Or, "Boom! Shake-shake-shake the room"
Happy White Day! Don't worry, I'm not celebrating Aryan supremacy. As well as being Pi Day, today is exactly one month after Valentine's Day (or VD, as I like to abbreviate it). In Japan, VD is a strictly one-way affair, where women are expected to give gifts to men. The gifts invariably feature chocolate. However, gift-giving is not limited to those with whom one has romantic ambitions; tradition dictates that any male friends or colleagues should get some chocolate. Thus, upon receiving a gift, a gentleman must assess whether it is honmei choco ("true feeling chocolate") or merely giri choco ("obligation chocolate" - mmm, obligation).
My sole VD gift was a tasty chocolate cake from Marie. Since she is a married woman of slightly more advanced years than myself, it's fairly clear which category this belonged to.
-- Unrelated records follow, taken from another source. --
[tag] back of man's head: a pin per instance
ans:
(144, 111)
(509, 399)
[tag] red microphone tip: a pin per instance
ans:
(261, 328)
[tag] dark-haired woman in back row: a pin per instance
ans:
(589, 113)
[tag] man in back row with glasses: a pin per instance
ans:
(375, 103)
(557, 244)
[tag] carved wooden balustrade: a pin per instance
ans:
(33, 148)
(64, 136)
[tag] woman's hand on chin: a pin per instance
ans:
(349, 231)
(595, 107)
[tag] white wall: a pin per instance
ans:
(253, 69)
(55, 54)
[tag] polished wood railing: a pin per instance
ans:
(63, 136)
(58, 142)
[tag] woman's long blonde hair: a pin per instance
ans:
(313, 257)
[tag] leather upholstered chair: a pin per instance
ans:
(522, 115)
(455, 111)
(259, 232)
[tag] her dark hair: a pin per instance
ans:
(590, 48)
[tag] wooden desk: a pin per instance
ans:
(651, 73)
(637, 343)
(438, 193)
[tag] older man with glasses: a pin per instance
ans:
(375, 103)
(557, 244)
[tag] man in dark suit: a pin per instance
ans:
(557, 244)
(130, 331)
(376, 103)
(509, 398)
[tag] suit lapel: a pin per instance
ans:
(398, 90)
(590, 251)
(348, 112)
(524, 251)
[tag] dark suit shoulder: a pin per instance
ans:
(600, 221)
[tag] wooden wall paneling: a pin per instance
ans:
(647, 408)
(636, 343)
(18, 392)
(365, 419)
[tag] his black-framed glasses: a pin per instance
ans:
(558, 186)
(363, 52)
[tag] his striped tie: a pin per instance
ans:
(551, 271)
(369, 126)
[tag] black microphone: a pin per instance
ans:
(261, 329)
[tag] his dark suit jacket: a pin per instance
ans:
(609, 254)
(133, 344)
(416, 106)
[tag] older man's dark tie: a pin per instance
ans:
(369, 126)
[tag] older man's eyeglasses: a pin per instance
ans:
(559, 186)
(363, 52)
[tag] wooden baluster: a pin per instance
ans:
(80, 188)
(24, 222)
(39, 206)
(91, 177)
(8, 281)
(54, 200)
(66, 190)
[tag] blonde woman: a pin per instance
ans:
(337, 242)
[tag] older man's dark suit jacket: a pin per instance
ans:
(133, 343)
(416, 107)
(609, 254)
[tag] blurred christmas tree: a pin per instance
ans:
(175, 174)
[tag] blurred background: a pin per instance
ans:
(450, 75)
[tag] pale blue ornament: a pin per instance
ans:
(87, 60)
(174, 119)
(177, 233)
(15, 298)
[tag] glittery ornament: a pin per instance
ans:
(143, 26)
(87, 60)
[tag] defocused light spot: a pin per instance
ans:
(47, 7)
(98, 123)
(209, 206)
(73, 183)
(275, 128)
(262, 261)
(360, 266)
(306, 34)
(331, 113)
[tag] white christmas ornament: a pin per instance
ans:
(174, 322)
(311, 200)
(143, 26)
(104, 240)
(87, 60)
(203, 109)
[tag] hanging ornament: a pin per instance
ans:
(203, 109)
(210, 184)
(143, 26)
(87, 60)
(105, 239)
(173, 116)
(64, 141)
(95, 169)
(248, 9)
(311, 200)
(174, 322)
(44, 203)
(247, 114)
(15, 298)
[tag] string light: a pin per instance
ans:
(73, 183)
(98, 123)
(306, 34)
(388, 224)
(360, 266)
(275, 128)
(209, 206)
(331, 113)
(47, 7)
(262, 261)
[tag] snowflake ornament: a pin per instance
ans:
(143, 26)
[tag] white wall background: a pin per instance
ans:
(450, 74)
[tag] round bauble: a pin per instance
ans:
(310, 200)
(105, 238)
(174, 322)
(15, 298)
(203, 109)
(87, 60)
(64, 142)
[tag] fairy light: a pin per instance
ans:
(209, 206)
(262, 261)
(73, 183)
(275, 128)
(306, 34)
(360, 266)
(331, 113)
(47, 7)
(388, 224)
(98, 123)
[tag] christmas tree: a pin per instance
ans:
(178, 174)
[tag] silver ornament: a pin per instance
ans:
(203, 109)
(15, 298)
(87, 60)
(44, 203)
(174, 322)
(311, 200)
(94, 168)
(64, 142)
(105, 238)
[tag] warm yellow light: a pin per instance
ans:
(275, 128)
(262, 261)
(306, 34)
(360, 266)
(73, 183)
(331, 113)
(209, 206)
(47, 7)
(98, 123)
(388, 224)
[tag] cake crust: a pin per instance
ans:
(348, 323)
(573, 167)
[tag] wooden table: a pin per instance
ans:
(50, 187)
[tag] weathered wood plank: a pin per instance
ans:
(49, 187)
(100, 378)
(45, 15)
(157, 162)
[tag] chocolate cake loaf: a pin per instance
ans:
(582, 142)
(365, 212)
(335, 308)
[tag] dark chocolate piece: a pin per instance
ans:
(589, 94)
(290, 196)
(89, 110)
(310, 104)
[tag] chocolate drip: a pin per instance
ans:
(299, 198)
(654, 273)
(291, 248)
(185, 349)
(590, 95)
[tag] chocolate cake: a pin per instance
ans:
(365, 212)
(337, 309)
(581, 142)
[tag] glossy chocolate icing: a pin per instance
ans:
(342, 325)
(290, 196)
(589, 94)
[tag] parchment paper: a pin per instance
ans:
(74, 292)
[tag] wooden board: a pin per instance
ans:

So, flash forward a month, and it is my turn to reciprocate. The return present should be white, and can be a non-edible item such as jewellery or lingerie. As evolutionary psychology predicts, it should be more valuable than the initial gift - three times more so, in fact. I went to my local cake shop, which was doing a brisk trade, and got an 'angel white cube cake'. I was particularly pleased that I managed to read the kanji for 'angel' ('heaven' + 'use' = 'angel'). Although I suspect I didn't uphold the threefold rule, my gift seemed to go down well.
I was invited in for coffee and angel cake, and the main topic of conversation was the previous night's earthquake. On saturday evening I was chatting to my brother on Skype, and strangely enough he was asking me about my experience of earthquakes in Japan, which thus far had extended to three minor tremors that had failed to even rattle teacups. The conversation moved on, but about 20 minutes later I felt my house start to shake. After a few seconds of run-of-the-mill quaking, a sudden jolt shook my window panes, set my lights swinging, and dislodged a couple of precariously placed items from the top of my bookshelf. Over the webcam, Blair could see me swaying like I was on a bus that had just hit a pothole. For the first time, I was actually scared by the quake, and as my fight-or-flight reflex kicked in I seriously thought about darting under my desk.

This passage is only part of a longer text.